With summer here I am on the hunt for a new sunscreen. I'm posting this on this board because I've tried sooooo many sunscreens that leave that ugly white cast.

  	I have dry skin so I don't want something that will leave me completely matte. In the past I have used MAC's Prep+Prime SPF 50 and I like a lot but it is expensive for the amount IMHO.

  	So what is everyone using?
  	Thanks


----------



## cutemiauw (May 30, 2012)

I'm using the 50+ tinted La Roche Posay http://www.laroche-posay.us/_us/_en...ineral-tinted-ultra-light-sunscreen-fluid.htm

  	I bought it in France, it was fairly cheap there (around 15 euros ~ $20). Liking it so much because it doesn't have a white cast (since it's tinted, doh). The tint is slightly towards pink, not perfect, but I'm mixing it with my foundation so at least it's way better than the white one. 
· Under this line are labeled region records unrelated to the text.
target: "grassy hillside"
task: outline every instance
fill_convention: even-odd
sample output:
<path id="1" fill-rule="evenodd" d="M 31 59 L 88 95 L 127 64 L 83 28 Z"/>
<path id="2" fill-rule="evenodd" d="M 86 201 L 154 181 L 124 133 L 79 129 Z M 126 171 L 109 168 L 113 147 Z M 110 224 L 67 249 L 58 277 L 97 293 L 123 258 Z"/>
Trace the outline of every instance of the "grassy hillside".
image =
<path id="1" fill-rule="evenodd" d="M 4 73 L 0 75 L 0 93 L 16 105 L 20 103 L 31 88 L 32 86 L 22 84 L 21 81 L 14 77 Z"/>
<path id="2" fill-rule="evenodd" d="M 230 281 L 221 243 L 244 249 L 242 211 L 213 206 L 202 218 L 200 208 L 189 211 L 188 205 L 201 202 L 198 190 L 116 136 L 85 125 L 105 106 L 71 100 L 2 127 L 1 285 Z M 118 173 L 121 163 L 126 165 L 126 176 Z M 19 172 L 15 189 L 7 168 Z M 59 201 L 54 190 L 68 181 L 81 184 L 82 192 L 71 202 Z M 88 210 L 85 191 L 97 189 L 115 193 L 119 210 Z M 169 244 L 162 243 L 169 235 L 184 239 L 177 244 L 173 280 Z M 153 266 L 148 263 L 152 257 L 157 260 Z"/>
  	If you have dry skin, maybe go with the cream one (couldn't find it on the US site, but they do have it over here)


----------



## MkupTart (May 31, 2012)

Thanks.

  	I have heard good things about La Roche Posay's skincare in general so I will check them out.

  	Anyone else??? :-(


----------



## macgirl3121 (May 31, 2012)

I use Clarins UV Plus HP Day Screen High Protection SPF 40.


----------



## macgirl3121 (May 31, 2012)

cutemiauw said:


> I'm using the 50+ tinted La Roche Posay http://www.laroche-posay.us/_us/_en...ineral-tinted-ultra-light-sunscreen-fluid.htm
> 
> I bought it in France, it was fairly cheap there (around 15 euros ~ $20). Liking it so much because it doesn't have a white cast (since it's tinted, doh). The tint is slightly towards pink, not perfect, but I'm mixing it with my foundation so at least it's way better than the white one.
> 
> If you have dry skin, maybe go with the cream one (couldn't find it on the US site, but they do have it over here)
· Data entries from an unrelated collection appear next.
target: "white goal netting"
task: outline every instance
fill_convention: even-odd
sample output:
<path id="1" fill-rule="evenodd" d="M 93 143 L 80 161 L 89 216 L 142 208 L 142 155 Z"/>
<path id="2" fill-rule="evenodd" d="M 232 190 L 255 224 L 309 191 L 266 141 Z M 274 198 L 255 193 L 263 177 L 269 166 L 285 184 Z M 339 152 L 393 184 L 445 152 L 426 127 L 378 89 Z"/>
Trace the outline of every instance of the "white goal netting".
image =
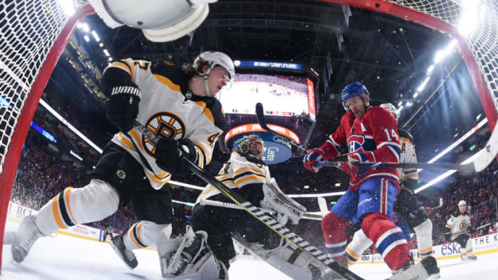
<path id="1" fill-rule="evenodd" d="M 24 102 L 68 19 L 59 3 L 0 3 L 0 174 Z"/>
<path id="2" fill-rule="evenodd" d="M 453 26 L 465 38 L 498 111 L 498 1 L 389 0 Z M 382 1 L 380 1 L 382 3 Z M 431 23 L 425 25 L 434 28 Z M 478 88 L 479 90 L 479 88 Z M 486 104 L 483 104 L 486 106 Z M 489 118 L 489 116 L 488 116 Z"/>

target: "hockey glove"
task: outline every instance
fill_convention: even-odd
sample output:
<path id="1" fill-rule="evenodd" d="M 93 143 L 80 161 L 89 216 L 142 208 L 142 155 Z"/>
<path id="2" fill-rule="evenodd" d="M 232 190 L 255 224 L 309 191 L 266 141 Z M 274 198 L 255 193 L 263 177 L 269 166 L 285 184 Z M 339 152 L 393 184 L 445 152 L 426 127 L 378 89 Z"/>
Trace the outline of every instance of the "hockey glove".
<path id="1" fill-rule="evenodd" d="M 188 170 L 184 158 L 197 163 L 195 147 L 188 139 L 160 138 L 156 145 L 154 156 L 159 167 L 174 175 L 187 175 Z"/>
<path id="2" fill-rule="evenodd" d="M 106 116 L 120 131 L 127 132 L 138 115 L 138 103 L 142 92 L 132 82 L 110 87 Z"/>
<path id="3" fill-rule="evenodd" d="M 372 172 L 375 169 L 370 167 L 362 167 L 360 164 L 373 162 L 375 160 L 371 153 L 358 151 L 350 153 L 348 156 L 348 161 L 342 165 L 342 171 L 352 176 L 365 175 Z"/>
<path id="4" fill-rule="evenodd" d="M 316 162 L 322 160 L 325 156 L 325 153 L 321 149 L 311 149 L 303 158 L 303 165 L 306 169 L 318 173 L 322 167 L 315 166 Z"/>
<path id="5" fill-rule="evenodd" d="M 288 219 L 293 224 L 297 225 L 306 213 L 304 206 L 284 194 L 273 178 L 263 184 L 263 194 L 264 198 L 260 203 L 261 208 L 275 211 L 277 221 L 282 225 L 286 224 Z"/>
  	FYI, all La Roche Posay sunscreen products are on sale this week at CVS for $19.99. They are regularly like $35 so this is a heck of sale. I'll prob pick up one cause the price is right.


----------



## cutemiauw (May 31, 2012)

Oh, also I used to wear Kiehl's Ultra Light UV Defense. It feels more creamy than LRP but it's feels light on the skin. Not much shiny oily feel. I like this one better for winter. Although lately I've been sticking to LRP due to pricing .

  	PS: Sorry, the link is German. I tried to find it in Kiehls.com but they didn't have this particular product.


----------



## MkupTart (Jun 5, 2012)

Thanks Ladies


----------



## sagehen (Apr 15, 2014)

I know this is an old thread, but it is still relevant. What are you ladies wearing for sunscreen now? On my face I am wear Neutrogena Pure and Free Liquid SPF 50. It is much cheaper than the La Roche Posay mineral liquid and performs well for me. Also, it does not react when I apply primer for makeup. On my body, I use any physical sunblock that is reasonably priced. I am using ColoreScience SPF 30 powder (the bronze-colored one) to re-up my protection on face/neck during the day. I would really like to find something I can buy on the ground for this purpose, but I can't seem to find anything that doesn't give me a cast or alter the shade of my foundaiton. The Physician's Formula was a disaster, and the PTR portables with the brush are yucky (can't clean the brush, the bursh sheds) and it's a ridiculously small amount for the $. Does anyone have any suggestions for a portable powder sunscreen?


----------



## trina11225 (Apr 15, 2014)

I started using Trader's Joes sunscreen for face.


----------



## sagehen (Apr 15, 2014)

trina11225 said:


> I started using Trader's Joes sunscreen for face.


  That is a place I forget to look at skincare - is it a physical or chemical sunscreen?


----------



## trina11225 (Apr 15, 2014)

I don't know, It's spt 15 for your face


----------



## sunsational (Apr 20, 2014)

i use Elta MD UV clear spf 46


----------



## Calla88 (May 27, 2014)

Using Murad Essential-C Sun Balm broad spectrun SPF35 PA+++ loving this stuff!


----------



## sagehen (Jul 10, 2014)

This summer, I am really liking Neutrogena's Pure & Free liquid SPF50 with purescreen (physical sunscreen) and it is doing me very well. Has held up in high heat and humidity and leaves no white cast. Plays well under primer and makeup. I am still re-applying Colorescience Sunforgettable powder for re-upping my protection during the day.


----------



## charlespe1 (Jul 21, 2014)

I use Banana Boat sport perfomances SPF 50


----------